Iraq is a country in the Middle East. It lies at the north end of the Persian Gulf and has a small (58km) coastline in the south east of the country. It is surrounded by Iran to the east, Kuwait to the south, Saudi Arabia to the southwest, Jordan to the west, Syria to the north west, and Turkey to the north. Its capital is Baghdad. Iraq mainly consists of desert, but near the two major rivers (Euphrates and Tigris) there is a large fertile area, suitable for agricultural production. The north of the country is mostly composed of mountains; the highest point being Cheekah Dar at 3,611 m (11,847 ft).

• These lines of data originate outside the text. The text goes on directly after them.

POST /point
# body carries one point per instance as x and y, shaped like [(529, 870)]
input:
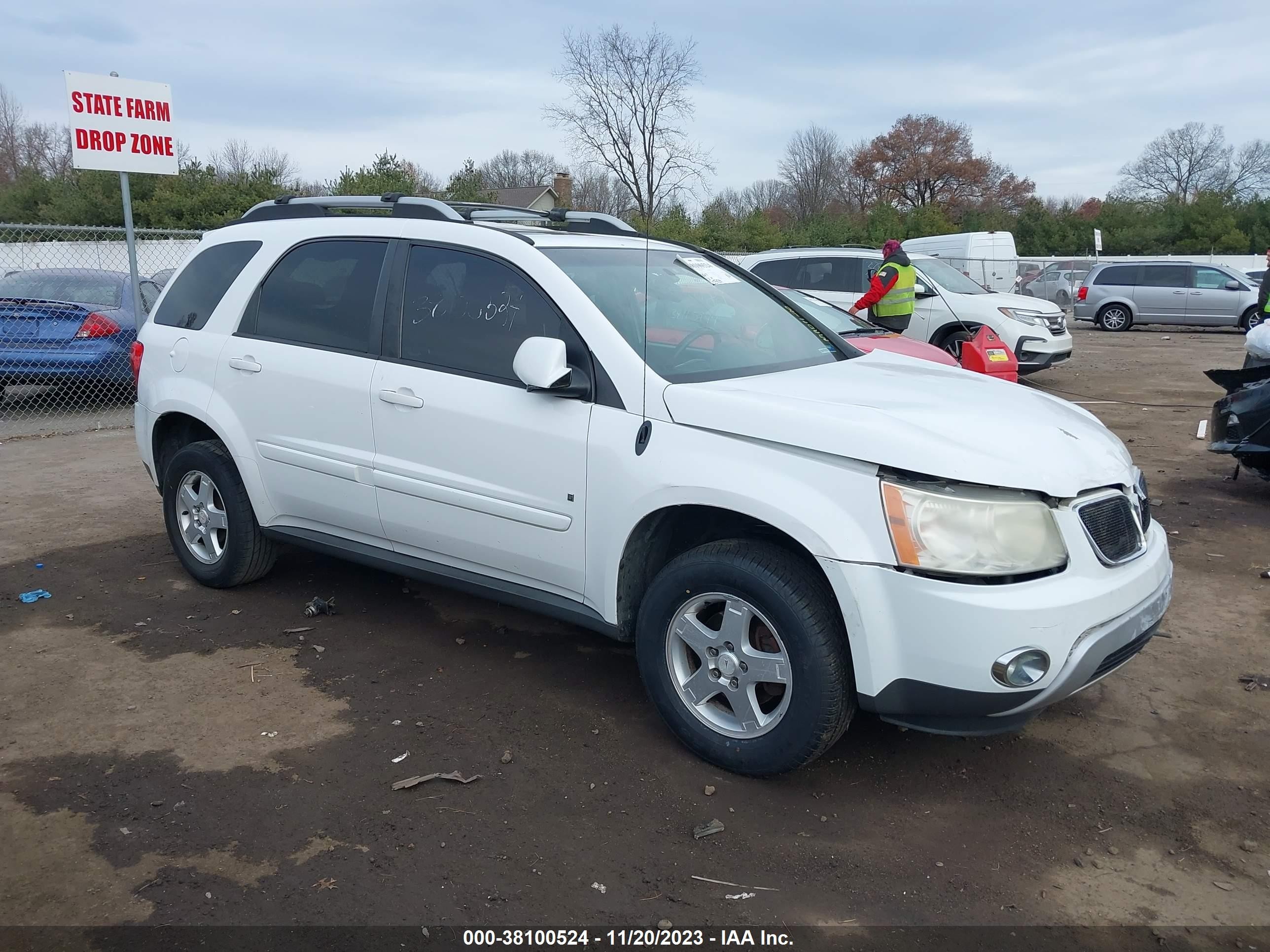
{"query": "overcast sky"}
[(1063, 93)]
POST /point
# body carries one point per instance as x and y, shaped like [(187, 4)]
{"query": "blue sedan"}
[(69, 325)]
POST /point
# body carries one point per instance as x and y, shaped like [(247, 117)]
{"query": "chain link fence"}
[(68, 320)]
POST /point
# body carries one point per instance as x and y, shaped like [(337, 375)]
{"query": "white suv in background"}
[(951, 307), (642, 439)]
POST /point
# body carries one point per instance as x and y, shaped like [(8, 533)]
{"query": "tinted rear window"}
[(1125, 274), (195, 295), (1165, 276), (102, 290), (323, 294)]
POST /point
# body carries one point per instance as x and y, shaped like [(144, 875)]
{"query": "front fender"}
[(830, 506)]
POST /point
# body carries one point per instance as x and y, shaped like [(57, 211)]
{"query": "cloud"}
[(1063, 96)]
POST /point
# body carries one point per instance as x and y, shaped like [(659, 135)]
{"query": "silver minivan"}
[(1116, 296)]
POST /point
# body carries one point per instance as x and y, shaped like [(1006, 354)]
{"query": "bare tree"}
[(628, 108), (1180, 164), (596, 190), (238, 159), (812, 169), (10, 136), (768, 193), (511, 169), (1250, 169)]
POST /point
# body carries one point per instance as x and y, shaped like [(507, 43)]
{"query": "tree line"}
[(625, 115)]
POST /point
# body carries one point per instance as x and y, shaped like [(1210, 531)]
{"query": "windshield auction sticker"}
[(709, 271)]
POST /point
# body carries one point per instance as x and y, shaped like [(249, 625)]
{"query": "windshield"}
[(831, 315), (949, 278), (703, 322), (100, 290)]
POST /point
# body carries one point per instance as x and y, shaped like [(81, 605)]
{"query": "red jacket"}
[(883, 281)]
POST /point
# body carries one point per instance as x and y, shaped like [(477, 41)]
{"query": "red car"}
[(865, 336)]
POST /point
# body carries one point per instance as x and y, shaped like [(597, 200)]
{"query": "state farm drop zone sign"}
[(120, 125)]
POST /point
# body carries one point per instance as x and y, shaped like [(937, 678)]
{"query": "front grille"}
[(1113, 528), (1123, 654)]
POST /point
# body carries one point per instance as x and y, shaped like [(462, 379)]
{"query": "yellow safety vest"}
[(898, 303)]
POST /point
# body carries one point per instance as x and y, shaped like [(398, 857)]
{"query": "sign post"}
[(122, 126)]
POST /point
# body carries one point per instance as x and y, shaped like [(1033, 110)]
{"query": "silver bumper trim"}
[(1093, 648)]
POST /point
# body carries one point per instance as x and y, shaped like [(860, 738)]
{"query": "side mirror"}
[(543, 366)]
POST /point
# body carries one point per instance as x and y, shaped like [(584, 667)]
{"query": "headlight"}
[(1026, 316), (972, 531)]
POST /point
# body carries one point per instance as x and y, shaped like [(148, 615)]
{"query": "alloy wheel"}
[(728, 666), (201, 517)]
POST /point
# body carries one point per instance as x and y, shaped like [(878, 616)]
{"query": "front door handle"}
[(400, 399)]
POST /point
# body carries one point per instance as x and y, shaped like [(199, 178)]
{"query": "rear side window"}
[(1165, 276), (323, 295), (828, 274), (470, 314), (779, 272), (195, 295), (1123, 274), (1211, 278)]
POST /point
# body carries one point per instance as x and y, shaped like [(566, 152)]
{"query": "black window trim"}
[(602, 390), (375, 333)]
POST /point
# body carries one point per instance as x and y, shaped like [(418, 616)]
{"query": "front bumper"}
[(924, 648), (1038, 353)]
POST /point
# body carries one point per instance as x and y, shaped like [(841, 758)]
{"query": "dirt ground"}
[(169, 754)]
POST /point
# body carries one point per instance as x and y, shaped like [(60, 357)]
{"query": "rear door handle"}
[(398, 398)]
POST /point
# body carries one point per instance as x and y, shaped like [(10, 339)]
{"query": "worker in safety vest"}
[(891, 291)]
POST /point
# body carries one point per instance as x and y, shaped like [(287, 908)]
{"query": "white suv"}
[(639, 437), (951, 307)]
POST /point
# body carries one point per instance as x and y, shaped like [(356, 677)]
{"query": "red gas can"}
[(987, 353)]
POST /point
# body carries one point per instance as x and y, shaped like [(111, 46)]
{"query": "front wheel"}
[(1114, 318), (743, 653), (210, 521)]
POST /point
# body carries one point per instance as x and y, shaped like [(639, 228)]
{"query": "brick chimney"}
[(563, 186)]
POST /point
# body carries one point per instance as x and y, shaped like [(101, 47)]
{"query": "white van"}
[(986, 257), (951, 307)]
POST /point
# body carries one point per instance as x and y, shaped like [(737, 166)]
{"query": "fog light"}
[(1020, 668)]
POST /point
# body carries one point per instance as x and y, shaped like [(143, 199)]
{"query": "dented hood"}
[(916, 415)]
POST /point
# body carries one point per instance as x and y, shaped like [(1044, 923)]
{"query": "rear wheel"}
[(1114, 318), (210, 521), (742, 650)]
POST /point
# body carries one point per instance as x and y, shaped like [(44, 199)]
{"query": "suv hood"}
[(897, 411), (996, 300)]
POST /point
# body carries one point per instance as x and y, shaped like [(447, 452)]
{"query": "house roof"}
[(524, 197)]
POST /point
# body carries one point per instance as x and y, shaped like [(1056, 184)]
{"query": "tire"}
[(953, 343), (1114, 318), (204, 498), (793, 610)]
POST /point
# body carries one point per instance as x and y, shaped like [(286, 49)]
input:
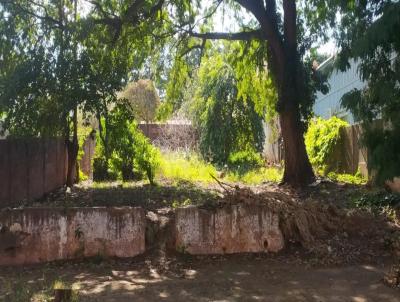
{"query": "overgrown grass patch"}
[(186, 166), (190, 167), (256, 175), (356, 179)]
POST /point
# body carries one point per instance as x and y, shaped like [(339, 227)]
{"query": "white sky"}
[(224, 21)]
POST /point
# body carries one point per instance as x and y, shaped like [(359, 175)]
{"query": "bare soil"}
[(228, 278), (333, 252)]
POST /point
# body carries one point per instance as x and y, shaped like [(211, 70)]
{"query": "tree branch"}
[(241, 36)]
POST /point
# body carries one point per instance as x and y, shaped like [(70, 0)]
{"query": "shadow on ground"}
[(208, 279)]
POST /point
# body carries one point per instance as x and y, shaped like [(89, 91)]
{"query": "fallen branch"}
[(223, 185)]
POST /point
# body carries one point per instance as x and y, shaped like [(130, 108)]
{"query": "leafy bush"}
[(130, 153), (377, 200), (100, 169), (246, 159), (228, 122), (356, 179), (256, 175), (383, 152), (322, 138)]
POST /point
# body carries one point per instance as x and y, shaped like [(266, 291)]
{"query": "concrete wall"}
[(35, 235), (85, 163), (231, 229), (30, 168)]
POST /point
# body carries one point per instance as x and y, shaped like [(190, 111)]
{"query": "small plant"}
[(321, 140), (184, 203), (377, 200), (244, 159), (356, 179)]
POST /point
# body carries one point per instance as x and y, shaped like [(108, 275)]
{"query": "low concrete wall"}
[(35, 235), (30, 168), (231, 229)]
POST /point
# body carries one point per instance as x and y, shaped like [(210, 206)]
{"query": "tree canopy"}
[(63, 56), (143, 99), (375, 43)]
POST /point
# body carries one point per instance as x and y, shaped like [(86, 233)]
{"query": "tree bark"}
[(73, 148), (298, 171)]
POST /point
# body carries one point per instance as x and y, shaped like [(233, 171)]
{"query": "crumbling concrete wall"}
[(35, 235), (29, 168), (231, 229)]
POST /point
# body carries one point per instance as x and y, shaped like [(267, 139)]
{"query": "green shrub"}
[(322, 139), (100, 169), (356, 179), (188, 167), (376, 200), (130, 154), (147, 157)]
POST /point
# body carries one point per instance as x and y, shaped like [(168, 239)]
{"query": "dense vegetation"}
[(60, 58), (228, 123), (376, 44)]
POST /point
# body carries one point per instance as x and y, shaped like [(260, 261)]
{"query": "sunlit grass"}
[(190, 167), (185, 166), (256, 176)]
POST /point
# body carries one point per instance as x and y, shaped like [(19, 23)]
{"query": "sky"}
[(224, 21)]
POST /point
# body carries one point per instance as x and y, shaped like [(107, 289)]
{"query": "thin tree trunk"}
[(73, 148)]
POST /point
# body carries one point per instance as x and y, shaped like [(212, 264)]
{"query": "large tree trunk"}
[(298, 171)]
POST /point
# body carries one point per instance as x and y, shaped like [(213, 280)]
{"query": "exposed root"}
[(322, 228)]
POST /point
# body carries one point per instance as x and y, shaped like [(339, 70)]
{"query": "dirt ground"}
[(232, 278), (335, 252)]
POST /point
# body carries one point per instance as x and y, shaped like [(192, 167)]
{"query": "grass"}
[(42, 290), (190, 167), (187, 167), (356, 179)]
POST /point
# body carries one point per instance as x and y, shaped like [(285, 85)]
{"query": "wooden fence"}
[(350, 155), (29, 168)]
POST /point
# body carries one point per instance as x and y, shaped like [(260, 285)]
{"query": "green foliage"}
[(228, 122), (374, 41), (129, 153), (376, 200), (321, 139)]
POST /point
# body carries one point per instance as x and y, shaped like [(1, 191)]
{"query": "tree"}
[(143, 99), (227, 121), (375, 42)]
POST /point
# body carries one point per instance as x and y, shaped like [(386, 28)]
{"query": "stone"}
[(231, 229)]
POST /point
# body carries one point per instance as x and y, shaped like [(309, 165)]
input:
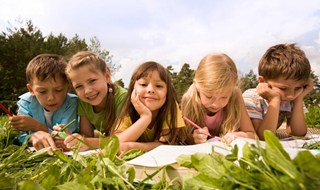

The region between the Tigris and Euphrates rivers, is most widely known to the western world as Mesopotamia. It is often referred to as the cradle of civilisation, a statement which is absolutely correct: It was here that human civilisation made its baby steps and began to read, write, create laws, and live in cities under an organised government—notably Uruk, from which “Iraq” is derived.
Iraq’s main income source —and trouble maker— is the oil sector, which has traditionally provided about 95% of foreign exchange earnings. Other sectors are lacking in development, thus resulting in high unemployment rates and a very low GDP.
Public sector employment accounted for nearly 60% of full-time employment in 2011. The oil export industry, which dominates the Iraqi economy, generates very little employment.
The Iraq flag is the national emblem of a country with a colorful past and a proud present. It embodies more than simply the country’s boundaries. Beyond its remarkable appearance, the flag of Iraq is a mesmerizing representation of the country’s turbulent past, unyielding resiliency, and aspirations for the future.